Nissan Uses Mini Car Wash to Test Paint
This tiny car wash gives Nissan’s paints a thorough torture test before they’re deployed to the real world.
There are some cars that we almost expect to have battered paint. White Chrysler products from the 1990s were notorious for their paint flaking off. Some General Motors vans have also suffered from this to a lesser extent. But the only Nissan I've ever seen with bad paint was my 1991 Sentra SE-R, half of which had been rattle-canned before I got it—clearly not Nissan's fault.

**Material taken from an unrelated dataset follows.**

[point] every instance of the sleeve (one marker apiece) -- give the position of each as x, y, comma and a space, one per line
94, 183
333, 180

Nissan showed off a unique machine that may be the smallest car wash in the world. It consists of a single small brush that spins at 180 rpm. Some people specifically avoid car washes like this to prevent their paint from getting scratched up by the bristles. Nissan paints small metal plates the same way a car would be painted, then runs them through the wash for many, many cycles.
But no one takes a clean car to the car wash. In between wash cycles engineers add what they call "Arizona test dirt," a particularly abrasive compound that gets washed off the sample—without soap.
Nissan put a model 370Z in the mini wash for demonstration purposes but uses flat metal plates for testing. If the paint holds up to countless cycles of dirt and bristles, it's good enough for the real world (or a galaxy far, far away). This may be why I almost never see a Nissan with bad paint.
Well, except for my old Sentra SE-R.